Reflection on ‘Servanthood’

St John Chrysostom Episcopal Church - Delafield, Wisconsin

Maundy Thursday – March 29, 2018

V. Rev. Steven A. Peay, Ph.D.

 

 

“If I, then, your Lord and teacher have washed your feet, you ought also to wash one another’s feet. For I have given you an example, that you also should do as I have done to you.” John 13: 14-15

 

            Jesus gives the new mandate – “love one another, as I have loved you” – and then shows how it is to be carried out – through service. Jesus says that he gives us an example that we should do to each other what he has done to us. It seems straightforward, simple actually. Jesus tells us that servanthood, the act of being or becoming a servant, is following his word and his example.

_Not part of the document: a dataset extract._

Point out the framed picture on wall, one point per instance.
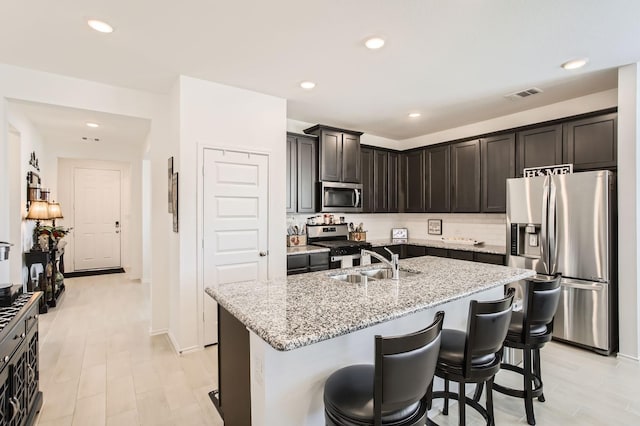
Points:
(435, 226)
(174, 193)
(169, 184)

            In addition to the example of washing feet, I believe he gave us another example of service in the institution of the Lord’s Supper. Whether we call it that, or communion, or the Eucharist (which is my own favorite name for it because it’s not only Biblical, but descriptive of what it is – a ‘good gift’ and a ‘thanksgiving’ or remembrance of what God does for us), it is a powerful symbol of what we are to be and to do for one another. Jesus became Eucharist for us on the cross – broken and poured out in unselfish love. That, to me, is true servanthood and what we’re to become for each other is Eucharist. Further, it means that we seek to nourish one another and to build one another up. To be a follower of Jesus Christ is to become Eucharist, to be a servant, so that others might live, grow, and flourish. In this scheme of things the role of the minister is rather clear, we are ‘set apart’ to serve the servants.

            I like what the contemporary English theologian Kenneth Leech wrote in his little book True Prayer: An Invitation to Christian Spirituality, “In the action of the Eucharist we can see the pattern of all spirituality: offering, blessing, breaking, and sharing. Our lives are offered to God within the redemptive offering of his Son. They are laid open to the sanctifying, consecrating power of the Spirit. They are broken and poured out in union with Christ for the life of the world. And they are, through Christ, brought into unity and communion in God with other lives which have been brought into Christ’s Body.” [p. 109] Here is the whole point of communion, it reminds us of who we are and what we are called to do. It is a graphic reminder, one that we can’t always take in with our heads, but one that speaks to us of the basic ‘stuff’ of human life and of that life in community. And, as the 17th century Puritan preacher Stephen Charnock wrote of the Lord’s Supper, “If it be a token of Divine goodness to appoint it, it is no sign of our estimation of Divine goodness to neglect it.”

            As we should not neglect this gift of God for the people of God, neither should we forget or neglect our mutual servanthood. Too often we treat our life together as church as we would any other club or civic organization. When it is convenient, we’re into it. When it isn’t – well, we’ll get back to it. This isn’t what Jesus commanded or instituted on that long ago night in the Upper Room. An example has been given. A new mandate set. If we are followers of Jesus, we are to be servants as he was. It’s that simple…and that difficult.